- Marquis Location of Marquis in Edmonton
- Coordinates: 53°38′49″N 113°20′17″W﻿ / ﻿53.647°N 113.338°W
- Country: Canada
- Province: Alberta
- City: Edmonton
- Quadrant: NW/NE
- Ward: Dene
- Sector: North
- Area: Horse Hill

Government
- • Administrative body: Edmonton City Council
- • Councillor: Aaron Paquette

Area
- • Total: 9.99 km^{2} (3.86 sq mi)

= Marquis, Edmonton =

Marquis is a future neighbourhood in northeast Edmonton, Alberta, Canada. Subdivision and development of the neighbourhood will be guided by the Marquis Neighbourhood Structure Plan (NSP), which was adopted by Edmonton City Council on April 28, 2015.

It is located within the Horse Hill area of Edmonton and was originally considered Horse Hill Neighbourhood 2 within the Horse Hill Area Structure Plan (ASP).

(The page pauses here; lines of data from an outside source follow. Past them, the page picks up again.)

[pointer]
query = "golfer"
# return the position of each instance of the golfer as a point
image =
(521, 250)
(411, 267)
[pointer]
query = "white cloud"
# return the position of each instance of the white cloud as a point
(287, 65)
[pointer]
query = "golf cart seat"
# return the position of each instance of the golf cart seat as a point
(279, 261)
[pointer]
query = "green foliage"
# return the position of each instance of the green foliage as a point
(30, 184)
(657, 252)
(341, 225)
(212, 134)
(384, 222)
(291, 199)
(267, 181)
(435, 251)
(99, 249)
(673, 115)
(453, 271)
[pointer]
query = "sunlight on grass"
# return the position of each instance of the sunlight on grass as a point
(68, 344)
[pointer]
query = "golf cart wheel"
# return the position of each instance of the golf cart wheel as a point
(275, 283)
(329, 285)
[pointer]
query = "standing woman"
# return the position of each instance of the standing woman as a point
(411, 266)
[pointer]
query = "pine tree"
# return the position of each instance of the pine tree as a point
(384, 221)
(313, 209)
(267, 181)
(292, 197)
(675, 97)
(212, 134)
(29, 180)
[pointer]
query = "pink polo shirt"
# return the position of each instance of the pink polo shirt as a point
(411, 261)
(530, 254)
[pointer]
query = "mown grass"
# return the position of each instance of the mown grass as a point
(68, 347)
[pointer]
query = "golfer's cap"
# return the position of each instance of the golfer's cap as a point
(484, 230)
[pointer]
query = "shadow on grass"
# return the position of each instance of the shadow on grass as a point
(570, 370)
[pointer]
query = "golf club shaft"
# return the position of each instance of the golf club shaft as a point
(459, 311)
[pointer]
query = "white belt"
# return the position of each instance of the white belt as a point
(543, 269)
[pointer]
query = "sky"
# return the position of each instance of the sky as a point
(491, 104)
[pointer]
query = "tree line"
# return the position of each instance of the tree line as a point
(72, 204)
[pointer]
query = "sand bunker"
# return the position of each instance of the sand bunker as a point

Horse Hill is bounded on the northwest by Manning Drive, north by the future Horse Hill Neighbourhood 4, east and southeast by the North Saskatchewan River valley, south by the future Horse Hill Neighbourhood 2 and the current Evergreen neighbourhood, and west by the future Horse Hill Neighbourhood 3.